Wie viele andere Ukrainer:innen hat Oleksandr Gorskyi den Krieg kommen sehen: „Wir wussten alle, da passiert bald etwas.“ Gemeinsam mit Bekannten sammelte er von Berlin aus schon vor der Invasion Hilfsgüter – Decken, Ladekabel, Handy-Akkus. Er hat Freund:innen in Kiew und Charkiw, auch seine Eltern leben in der Ukraine und wollen dort bleiben.

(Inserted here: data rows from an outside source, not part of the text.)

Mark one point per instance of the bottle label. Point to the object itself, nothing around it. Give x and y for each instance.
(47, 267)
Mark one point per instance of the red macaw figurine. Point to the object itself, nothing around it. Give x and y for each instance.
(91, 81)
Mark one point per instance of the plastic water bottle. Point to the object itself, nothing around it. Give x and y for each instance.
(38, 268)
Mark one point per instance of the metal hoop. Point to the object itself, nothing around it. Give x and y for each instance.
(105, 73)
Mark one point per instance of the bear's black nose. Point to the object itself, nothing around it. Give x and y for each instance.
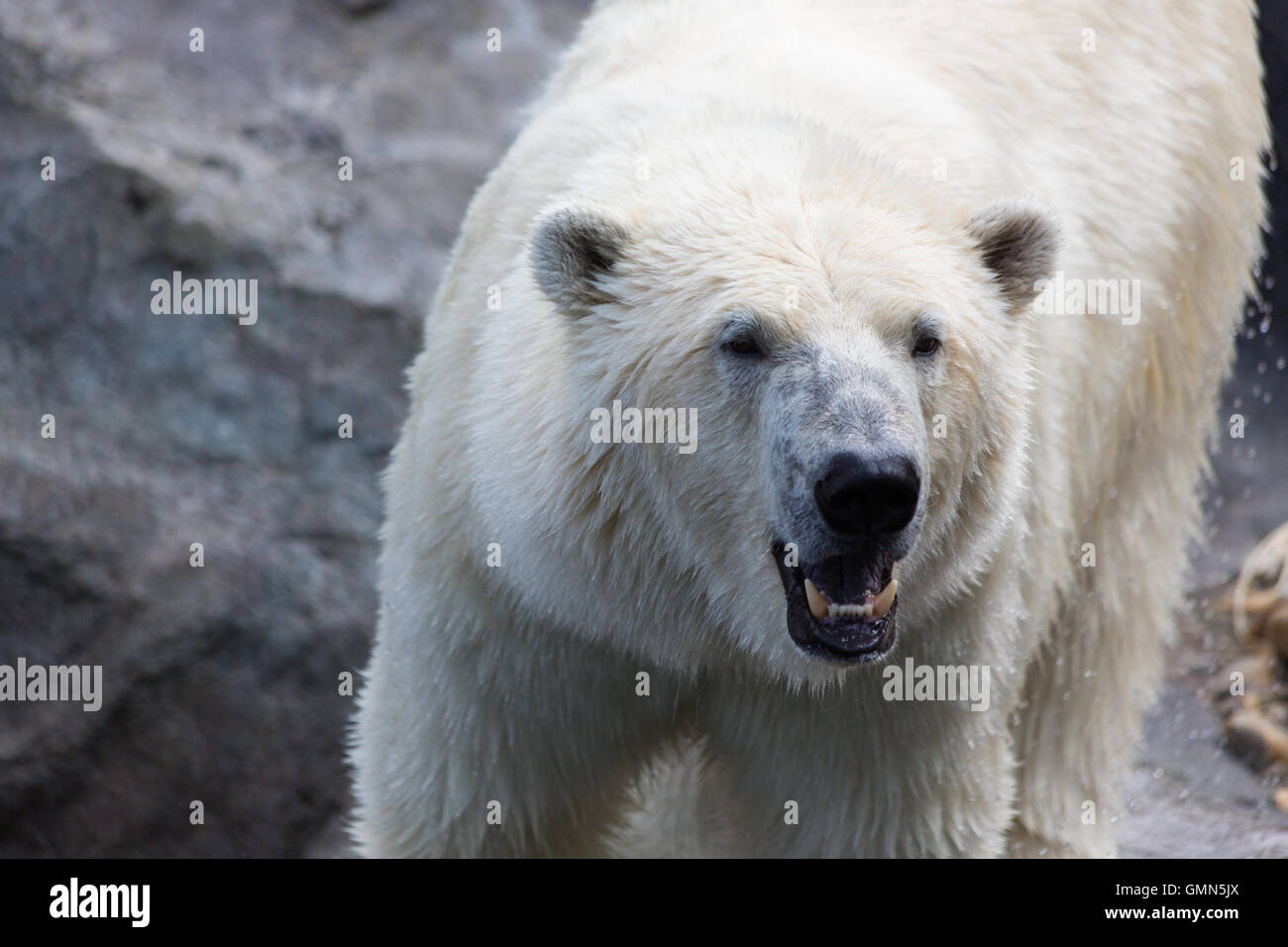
(862, 495)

Als der Krieg dann tatsächlich begann, wollte Gorskyi ins polnisch-ukrainische Grenzgebiet fahren, wo besonders viele Menschen auf der Flucht sind. „Ich wollte sehen, was ich tun kann, helfen, wo es geht.“ Doch ein ehemaliger DB-Kollege meldete sich und bat ihn: „Fahr nicht, wir brauchen dich hier.“
Hier, das ist der Berliner Hauptbahnhof, wo derzeit jeden Tag Züge mit Geflüchteten aus der Ukraine ankommen. Im Untergeschoss, zwischen Restaurants und Geschäften und mit Blick auf die Bahnsteige in der Tiefebene, befindet sich die zentrale Anlaufstelle. Auf der einen Seite verteilen Mitarbeiter:innen der DB unbürokratisch Tickets für die Weiterfahrt, auf der anderen gibt es Essen und Getränke. Dazwischen: Decken und warme Kleidung, Hygieneartikel, eine Spielecke für Kinder. Freiwillige in gelben und orangenen Warnwesten bieten Unterstützung in zahlreichen Sprachen, auf Ukrainisch, Russisch, Arabisch, Englisch. In einer Ecke gibt es Hilfe in Gebärdensprache. Rund eine Woche nach Beginn des Krieges herrscht eine Art organisiertes Durcheinander: Es ist sehr hektisch, aber alles läuft in geregelten Bahnen. Die Abläufe haben sich eingespielt.
Vom freiwilligen Helfer zum Bahnhofsansager
Am 1. März, fünf Tage nach dem russischen Einmarsch in seiner Heimat, ist Gorskyi zum ersten Mal am Hauptbahnhof und fragt sich, was er tun kann. Andere sind ebenfalls gekommen, auch Berliner:innen aus der Ukraine. Sie werden vor allem zum Übersetzen gebraucht, vermitteln Schlafplätze, helfen den Ankommenden bei der Orientierung. Am Abend, kurz vor der Ankunft des zweiten Sonderzuges aus Polen, erfährt er: Cornelia Kadatz, die Managerin der Berliner Fernbahnhöfe, ist vor Ort und möchte ihn sprechen. Sie bittet Gorskyi, ukrainische Durchsagen für die ankommenden Züge aufzunehmen.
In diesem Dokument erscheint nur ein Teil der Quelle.